The evolutionary progression of information and communication technology (ICT) and its application in the health sector began in the mid-1950s under the title "ICT in Health." A prominent feature of this period was the lack of a full societal understanding of ICT's application in the health system, and health information systems were sporadically and limitedly present in society. By the mid-1960s, with the specialized use of information and communication technology in the health field, we entered a period called "Health ICT." Characteristics of this period include the management-centric nature of community health information systems and the absence of a national plan for using this type of technology in the health system.
After three decades of growth and development of ICT and its application in the health sector, the concept of "e-Health" marked the beginning of a new era starting from the early 2000s, which remains relevant and common in many countries today. Characteristics of the e-Health stage include society having a full and comprehensive understanding of the application of information technology in the health system, and thus having an e-Health plan to achieve specific goals. Furthermore, all health information systems are patient-centric and operate within a national network.

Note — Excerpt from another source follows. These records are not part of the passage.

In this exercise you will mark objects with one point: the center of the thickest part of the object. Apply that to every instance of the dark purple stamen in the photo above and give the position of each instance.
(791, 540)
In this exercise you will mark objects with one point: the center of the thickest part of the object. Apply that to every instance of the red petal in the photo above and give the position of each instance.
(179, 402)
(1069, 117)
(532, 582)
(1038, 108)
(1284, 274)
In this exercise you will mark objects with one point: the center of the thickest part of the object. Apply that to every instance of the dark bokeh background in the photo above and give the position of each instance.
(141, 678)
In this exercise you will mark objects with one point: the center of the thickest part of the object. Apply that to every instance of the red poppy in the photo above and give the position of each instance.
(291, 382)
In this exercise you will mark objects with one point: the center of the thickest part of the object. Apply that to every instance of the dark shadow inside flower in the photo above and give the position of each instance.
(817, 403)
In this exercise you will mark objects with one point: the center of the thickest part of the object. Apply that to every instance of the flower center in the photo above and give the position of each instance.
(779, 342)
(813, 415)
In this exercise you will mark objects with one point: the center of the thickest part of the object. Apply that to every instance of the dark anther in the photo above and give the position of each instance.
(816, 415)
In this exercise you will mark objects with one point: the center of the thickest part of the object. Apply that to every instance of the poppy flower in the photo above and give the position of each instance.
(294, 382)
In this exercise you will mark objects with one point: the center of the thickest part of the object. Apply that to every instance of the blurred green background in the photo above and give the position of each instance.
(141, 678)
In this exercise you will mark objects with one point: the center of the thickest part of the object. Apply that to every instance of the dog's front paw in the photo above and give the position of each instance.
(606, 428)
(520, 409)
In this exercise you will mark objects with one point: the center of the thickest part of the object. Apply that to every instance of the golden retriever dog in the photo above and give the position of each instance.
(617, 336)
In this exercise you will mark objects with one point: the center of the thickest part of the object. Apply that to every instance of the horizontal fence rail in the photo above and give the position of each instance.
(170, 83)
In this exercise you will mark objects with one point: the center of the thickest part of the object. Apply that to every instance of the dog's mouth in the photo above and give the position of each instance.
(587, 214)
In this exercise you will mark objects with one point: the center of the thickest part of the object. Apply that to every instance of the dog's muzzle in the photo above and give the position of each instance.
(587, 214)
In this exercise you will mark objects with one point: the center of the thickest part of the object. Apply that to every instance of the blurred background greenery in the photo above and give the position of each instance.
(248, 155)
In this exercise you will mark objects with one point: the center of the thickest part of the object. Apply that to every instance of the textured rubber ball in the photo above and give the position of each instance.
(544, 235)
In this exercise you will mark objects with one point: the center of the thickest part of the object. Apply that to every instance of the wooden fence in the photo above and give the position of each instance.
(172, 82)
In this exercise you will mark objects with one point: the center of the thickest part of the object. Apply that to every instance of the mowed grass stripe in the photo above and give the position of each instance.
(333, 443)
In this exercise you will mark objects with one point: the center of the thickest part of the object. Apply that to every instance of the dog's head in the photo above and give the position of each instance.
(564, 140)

The success of the Human Genome Project in 2003, announced by the NIH, paved the way for the emergence of a new branch of medicine called Personalized/Precision Medicine. Coupled with significant advancements in artificial intelligence in the fields of machine learning and robotics, along with the tremendous development of information technology in sensors and smartphones in 2015, and the emergence of nanotechnology, especially in electronics, these factors set the stage for the rise of an important phenomenon known as "Digital Health." This is recognized as the fourth period of ICT application in the health sector, with its birth estimated around the mid-2020s [16].
Conclusion
Health literacy is a dynamic and evolving concept that has developed from an initial focus on understanding health information into a four-stage process including access, understanding, evaluation, and application of information. This transformation has occurred under the influence of the information explosion and the emergence of the internet. The level of health literacy in any society primarily depends on basic medical literacy, which itself is influenced by the healthcare system and health insurance structure. Furthermore, the level of information technology maturity in a society plays a decisive role in understanding and implementing this concept, to the extent that in societies with advanced technology, health literacy is moving towards digital concepts. Ultimately, the full realization of health literacy requires simultaneous attention to both its individual and organizational dimensions.
Conflicts of interest
The author declares no conflict of interest.
Author contributions
The article was entirely prepared by Hamid Maghaddasi.